The House Ethics Committee announced Thursday that the Justice Department was investigating whether freshman GOP Rep. Ross Spano violated campaign finance laws during his 2018 primary for Florida’s 15th District. Because the DOJ is looking into Spano, the Ethics Committee says they’ll defer their own probe.
Late last year, before he was even sworn in as a member of Congress, Spano admitted he might have broken federal election law by taking personal loans worth $180,000 from two friends and then loaning his campaign $170,000. That's a serious problem, because if you loan money to a congressional candidate with the intent of helping their campaign, you have to adhere to the same laws that limit direction contributions, which in 2018 capped donations at just $2,700 per person.

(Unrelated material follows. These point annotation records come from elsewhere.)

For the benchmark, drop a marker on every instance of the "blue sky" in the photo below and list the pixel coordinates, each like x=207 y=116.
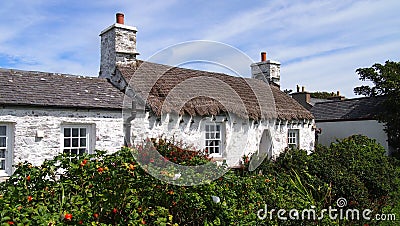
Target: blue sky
x=320 y=44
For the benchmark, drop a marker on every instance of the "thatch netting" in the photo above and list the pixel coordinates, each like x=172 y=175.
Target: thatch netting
x=194 y=92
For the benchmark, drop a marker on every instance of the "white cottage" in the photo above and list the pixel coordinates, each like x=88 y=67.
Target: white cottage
x=339 y=119
x=43 y=114
x=229 y=116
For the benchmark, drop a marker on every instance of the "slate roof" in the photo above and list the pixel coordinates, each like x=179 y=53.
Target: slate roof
x=364 y=108
x=195 y=92
x=57 y=90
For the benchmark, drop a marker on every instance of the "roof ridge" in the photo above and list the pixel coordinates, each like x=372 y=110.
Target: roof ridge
x=39 y=73
x=346 y=100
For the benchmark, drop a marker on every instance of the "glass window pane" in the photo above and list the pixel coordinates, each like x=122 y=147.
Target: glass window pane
x=82 y=132
x=83 y=142
x=2 y=164
x=75 y=132
x=212 y=135
x=67 y=142
x=211 y=150
x=3 y=130
x=3 y=142
x=67 y=132
x=75 y=142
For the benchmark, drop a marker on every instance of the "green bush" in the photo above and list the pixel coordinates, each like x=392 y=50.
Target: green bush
x=117 y=189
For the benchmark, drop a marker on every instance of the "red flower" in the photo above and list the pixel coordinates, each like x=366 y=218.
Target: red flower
x=68 y=217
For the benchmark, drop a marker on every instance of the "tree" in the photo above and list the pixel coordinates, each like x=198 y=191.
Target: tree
x=386 y=80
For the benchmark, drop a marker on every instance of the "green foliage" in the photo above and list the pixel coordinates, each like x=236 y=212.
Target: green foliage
x=386 y=80
x=114 y=189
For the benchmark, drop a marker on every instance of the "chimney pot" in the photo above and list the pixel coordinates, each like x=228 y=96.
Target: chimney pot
x=263 y=56
x=120 y=18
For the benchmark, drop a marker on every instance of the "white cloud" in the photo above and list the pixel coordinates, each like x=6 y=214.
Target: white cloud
x=320 y=39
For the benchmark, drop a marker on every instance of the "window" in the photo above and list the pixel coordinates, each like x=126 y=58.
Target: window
x=5 y=149
x=76 y=139
x=213 y=139
x=293 y=138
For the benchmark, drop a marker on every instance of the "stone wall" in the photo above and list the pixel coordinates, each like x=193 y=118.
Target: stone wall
x=107 y=126
x=242 y=137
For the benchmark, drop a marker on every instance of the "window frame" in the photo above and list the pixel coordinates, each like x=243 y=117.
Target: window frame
x=90 y=142
x=221 y=138
x=8 y=149
x=296 y=138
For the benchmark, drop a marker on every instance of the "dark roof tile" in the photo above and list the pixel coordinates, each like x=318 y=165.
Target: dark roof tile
x=349 y=109
x=57 y=90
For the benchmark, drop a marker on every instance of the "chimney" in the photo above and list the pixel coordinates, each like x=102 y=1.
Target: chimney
x=118 y=47
x=263 y=56
x=266 y=70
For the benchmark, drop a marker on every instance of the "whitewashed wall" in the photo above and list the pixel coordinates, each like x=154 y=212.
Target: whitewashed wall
x=27 y=121
x=242 y=136
x=342 y=129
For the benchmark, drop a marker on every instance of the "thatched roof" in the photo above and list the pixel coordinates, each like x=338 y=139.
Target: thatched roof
x=195 y=92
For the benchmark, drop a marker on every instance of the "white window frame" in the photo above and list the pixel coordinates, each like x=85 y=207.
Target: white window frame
x=293 y=138
x=8 y=149
x=89 y=136
x=210 y=136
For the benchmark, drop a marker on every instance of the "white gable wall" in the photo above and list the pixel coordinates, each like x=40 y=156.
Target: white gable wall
x=106 y=125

Spano responded to Thursday’s news with a statement declaring, “As I’ve said before, we acknowledged that mistakes were made with respect to the campaign loans, but those mistakes were completely inadvertent and unintentional. We were the ones who self-reported this to the FEC.” However, while Spano insisted he’s “confident that upon review, the Justice Department will see it that way, too,” he immediately began lobbing conspiracy theories at the DOJ.
“I continue to have doubts about the timing and motive behind this inquiry,” Spano said, “as the impeachment proceedings this week have shown me how far the left will go to destroy their opponents.” The Justice Department of course is run by Attorney General Bill Barr, who shall we say is not known for being a member of the left.
Spano’s seat, which includes Lakeland and the exurbs of Tampa and Orlando, went for Donald Trump by a 53-43 margin, but the congressman won by a smaller 53-47 spread last year. Two Democrats, state Rep. Adam Hattersley and former local TV news anchor Alan Cole, are currently competing in next year’s primary to take on the incumbent.